Experimental comparison of the three-phase methods
The three-phase grid synchronization methods mentioned above are compared below to observe their responses under disturbed conditions. For benchmarking purposes, disturbances will include i) a 60° phase jump, ii) a 2 Hz frequency jump, iii) 5th harmonic distortion with an amplitude of 0.1 p.u., and iv) a phase-to-phase fault in the grid.
To test these grid synchronization methods, a grid emulator is used to replicate specific conditions, as these cannot be easily reproduced on a real grid. Here, the grid emulator and the grid-tied inverter are physically implemented using two TPI 8032 in a back-to-back configuration. This arrangement allows for the safe and reliable reproduction of disturbed conditions.
The experimental setup used for conducting these tests is presented below:
Using the experimental setup presented above, along with the downloadable files from the (DD)SRF-PLL and (M)SOGI-PLL pages, the obtained experimental results are displayed in the following graphs.



During single events such as a phase or frequency step, the three analyzed PLLs exhibit similar frequency and phase responses. However, the MSOGI-PLL suffers from a slightly longer settling time and larger overshoot during frequency steps. This is because SOGI filters utilize frequency feedback, unlike other PLLs.
Under unbalanced conditions, the basic SRF-PLL shows significant distortion in the phase and frequency estimates. The (M)SOGI-PLL and DDSRF-PLL do not exhibit this drawback, because they effectively reject the negative sequence, hence relying solely on the positive sequence for the phase and frequency estimation.
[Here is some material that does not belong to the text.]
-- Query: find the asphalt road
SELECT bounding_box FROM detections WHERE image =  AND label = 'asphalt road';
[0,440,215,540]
Finally, in the presence of harmonic distortion, the DDSRF and SRF PLLs show similarly distorted responses, as adding a decoupling stage does not affect the harmonics filtering. The MSOGI-PLL naturally behaves as a band-pass filter and includes a SOGI filter tuned to the 5th harmonic, further attenuating this specific harmonic.
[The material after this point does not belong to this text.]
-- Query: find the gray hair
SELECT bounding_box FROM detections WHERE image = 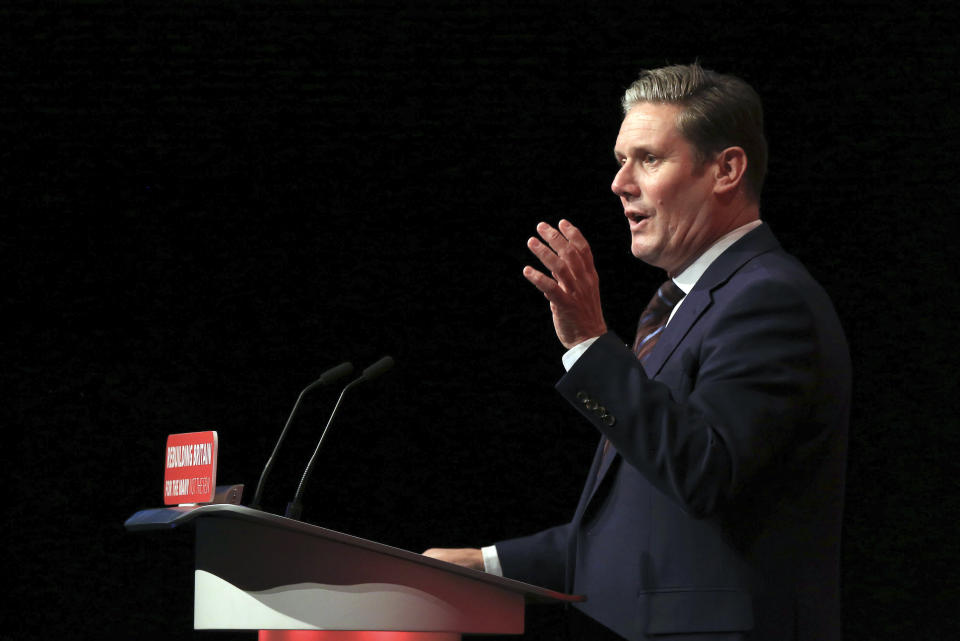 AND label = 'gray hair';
[622,62,767,202]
In conclusion, the MSOGI-PLL satisfactorily mitigates a broader range of distortions over the DDSRF-PLL while maintaining a relatively simple implementation. An enhancement of the DDSRF-PLL that enables the decoupling of the zero, positive, and negative sequences, as well as harmonic attenuation, exists under the name HIHDO-PLL [5]. However, its implementation is considerably more complex.
Academic references
[1] H.S. Kamil, D.M. Said and M.W. Mustafa, “Recent advances in phase-locked loop based synchronization methods for inverter-based renewable energy sources,” in Indonesian Journal of Electrical Engineering and Computer Science, Vol. 18, No. 1, April 2020.
[2] M. Boyra and J. Thomas, “A review on synchronization methods for grid-connected three-phase VSC under unbalanced and distorted conditions,” in Proc. EPE Conf., Birmingham, 2011.
[3] M. Karimi-Ghartemani and M. R. Iravani, “A method for synchronization of power electronic converters in polluted and variable-frequency environments,” in IEEE Transactions on Power Systems, Vol. 19, Aug. 2004.
[4] R. Teodorescu, M. Liserre, and P. Rodriguez, “Chapter 4 – Grid Synchronization in Single-Phase Power Converters,” in Grid Converters for Photovoltaic and Wind Power Systems, John Wiley & Sons, 2011.
[5] Z. Ali, N. Christofides, L. Hadjidemetriou, and E. Kyriakides, “Design of an advanced PLL for accurate phase angle extraction under grid voltage HIHs and DC offset,” in IE Trans. Of Power Electronics, Vol. 11, No. 6, April 2018.